Less than a year after Runyan announced his candidacy, he proved a potential future in politics. Runyan defeated Adler and transformed from football player Jon Runyan to Rep. Jon Runyan, serving the constituency of the New Jersey third district in the United States House of Representatives.
"The thing about Runyan, certainly as a player and who he is ... but as a football player he was a tough, hard-nosed competitor and a guy that worked hard," said former Michigan coach Lloyd Carr, who recruited and coached Runyan. "The people in the Philadelphia, New Jersey area, they respected him for his work ethic and his approach.
"He's a blue-collar guy and not afraid to get his hands dirty. That has proven to be very good for him in his career as a football player and a political leader."

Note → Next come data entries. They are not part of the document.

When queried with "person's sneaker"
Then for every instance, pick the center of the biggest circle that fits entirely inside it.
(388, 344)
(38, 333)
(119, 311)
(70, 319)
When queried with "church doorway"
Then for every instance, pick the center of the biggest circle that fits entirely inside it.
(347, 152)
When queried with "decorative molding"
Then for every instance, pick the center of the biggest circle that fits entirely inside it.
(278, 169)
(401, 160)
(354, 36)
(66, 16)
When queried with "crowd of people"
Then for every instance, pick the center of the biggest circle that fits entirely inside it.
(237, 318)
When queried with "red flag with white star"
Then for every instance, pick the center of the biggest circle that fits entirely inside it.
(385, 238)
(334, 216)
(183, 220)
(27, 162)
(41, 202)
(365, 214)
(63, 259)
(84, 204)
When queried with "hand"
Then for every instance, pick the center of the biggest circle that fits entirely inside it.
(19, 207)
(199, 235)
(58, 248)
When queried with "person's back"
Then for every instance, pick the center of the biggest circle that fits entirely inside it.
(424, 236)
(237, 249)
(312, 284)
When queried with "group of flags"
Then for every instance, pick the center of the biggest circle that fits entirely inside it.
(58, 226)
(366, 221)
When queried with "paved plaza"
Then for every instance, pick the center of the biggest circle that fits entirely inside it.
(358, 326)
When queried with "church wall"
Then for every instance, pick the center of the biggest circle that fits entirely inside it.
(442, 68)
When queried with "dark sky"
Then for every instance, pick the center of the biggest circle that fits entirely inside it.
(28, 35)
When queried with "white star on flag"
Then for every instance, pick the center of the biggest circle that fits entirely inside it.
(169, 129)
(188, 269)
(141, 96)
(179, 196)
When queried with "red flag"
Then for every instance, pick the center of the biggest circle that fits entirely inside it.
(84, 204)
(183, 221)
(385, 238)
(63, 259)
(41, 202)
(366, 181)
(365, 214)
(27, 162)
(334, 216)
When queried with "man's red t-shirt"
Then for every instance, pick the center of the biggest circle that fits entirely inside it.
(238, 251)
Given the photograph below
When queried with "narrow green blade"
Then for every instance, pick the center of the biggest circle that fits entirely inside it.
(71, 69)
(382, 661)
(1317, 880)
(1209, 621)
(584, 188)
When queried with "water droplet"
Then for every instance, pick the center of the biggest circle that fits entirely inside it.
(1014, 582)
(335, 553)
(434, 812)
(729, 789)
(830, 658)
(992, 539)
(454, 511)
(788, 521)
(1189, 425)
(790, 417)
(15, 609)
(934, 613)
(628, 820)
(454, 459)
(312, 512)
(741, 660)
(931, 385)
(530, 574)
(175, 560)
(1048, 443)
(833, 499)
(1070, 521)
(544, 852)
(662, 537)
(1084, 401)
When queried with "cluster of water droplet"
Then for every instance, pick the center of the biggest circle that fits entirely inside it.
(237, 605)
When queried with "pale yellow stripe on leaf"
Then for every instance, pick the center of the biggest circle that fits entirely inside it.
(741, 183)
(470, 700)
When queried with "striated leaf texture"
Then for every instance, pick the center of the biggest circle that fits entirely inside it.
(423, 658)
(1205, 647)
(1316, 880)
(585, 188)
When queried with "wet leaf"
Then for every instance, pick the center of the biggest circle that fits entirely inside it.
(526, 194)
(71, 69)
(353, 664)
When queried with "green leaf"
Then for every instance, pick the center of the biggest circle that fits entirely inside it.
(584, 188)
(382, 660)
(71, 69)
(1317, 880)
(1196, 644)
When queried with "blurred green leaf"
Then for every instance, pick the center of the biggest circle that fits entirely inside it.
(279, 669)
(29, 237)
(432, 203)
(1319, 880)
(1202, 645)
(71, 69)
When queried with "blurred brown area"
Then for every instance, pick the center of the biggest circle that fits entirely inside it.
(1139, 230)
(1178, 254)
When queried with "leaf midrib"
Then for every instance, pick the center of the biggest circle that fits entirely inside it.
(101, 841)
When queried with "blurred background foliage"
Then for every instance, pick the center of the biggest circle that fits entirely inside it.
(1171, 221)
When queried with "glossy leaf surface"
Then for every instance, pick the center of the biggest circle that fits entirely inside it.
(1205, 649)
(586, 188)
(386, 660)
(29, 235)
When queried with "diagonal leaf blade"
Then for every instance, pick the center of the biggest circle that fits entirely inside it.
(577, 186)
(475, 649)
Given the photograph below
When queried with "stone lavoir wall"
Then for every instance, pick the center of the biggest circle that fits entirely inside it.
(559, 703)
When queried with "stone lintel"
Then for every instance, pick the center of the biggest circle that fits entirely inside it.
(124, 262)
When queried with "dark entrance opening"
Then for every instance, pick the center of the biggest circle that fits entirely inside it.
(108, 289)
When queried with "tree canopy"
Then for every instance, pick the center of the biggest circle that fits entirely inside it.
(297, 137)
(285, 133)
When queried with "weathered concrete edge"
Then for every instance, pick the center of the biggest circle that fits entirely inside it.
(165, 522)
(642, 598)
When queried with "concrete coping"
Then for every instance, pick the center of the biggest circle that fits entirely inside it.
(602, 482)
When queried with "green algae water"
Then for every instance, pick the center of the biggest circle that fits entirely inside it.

Since his election, Runyan teamed up with another NFL athlete-turned-Congressman, Heath Shuler, to chair the men's health caucus. He has worked to make positive changes in the areas that matter to his constituency: armed services, veterans affairs and natural resources.
He's a blue-collar guy and not afraid to get his hands dirty. That has proven to be very good for him in his career as a football player and a political leader.
”-- Former Michigan coach Lloyd Carr
Head injuries have been a big focus. Runyan has tried to bring together different groups doing research on the effect of injuries to the brain -- from the NFL to IED blasts for servicemen and servicewomen -- in hopes of improving research, prevention and treatment.
The issue brought his personal interests and those of his constituents together. Beyond the NFL, Runyan sat on the board of the Delaware Valley Alzheimer's Association for five years and he said both he and his wife lost grandparents to Alzheimer's.
"It was something I was really tied to," he said. "Bringing these three worlds together and having discussion and sharing ideas, maybe someday we're doing the research side by side and moving in the same direction.
"At the end of the day, moving a lot faster and being a better steward of the taxpayers' money is only going to help us."
Runyan hopes this is merely the start of his new career. He is up for re-election in November, facing Shelly Adler, the widow of the man he defeated two years ago. While he knows it will be a tough campaign -- he equated running for office to the rigors of an NFL training camp -- he hopes to continue to serve his constituents.
McCaffery has been watching. Everything he has read and seen has meshed with his original thought about Runyan years ago: He would transition to politics naturally.
McCaffery believes Runyan's political future isn't close to ending.
"I don't see him stopping as a Congressman," McCaffery said. "The Jon Runyan that I saw, now that he has his appetite whet and sees he can make a difference, you never know. We've seen it before. Look at Fred Thompson, who came out of Tennessee.
"These guys with this background, you don't get to be such an elite football star without bringing something to the table, and he brings that to Congress. I think Jon Runyan, with polish and support, he could go on to Senate or maybe even Governor of New Jersey."
Once in a while, a chance conversation can turn into a completely different future.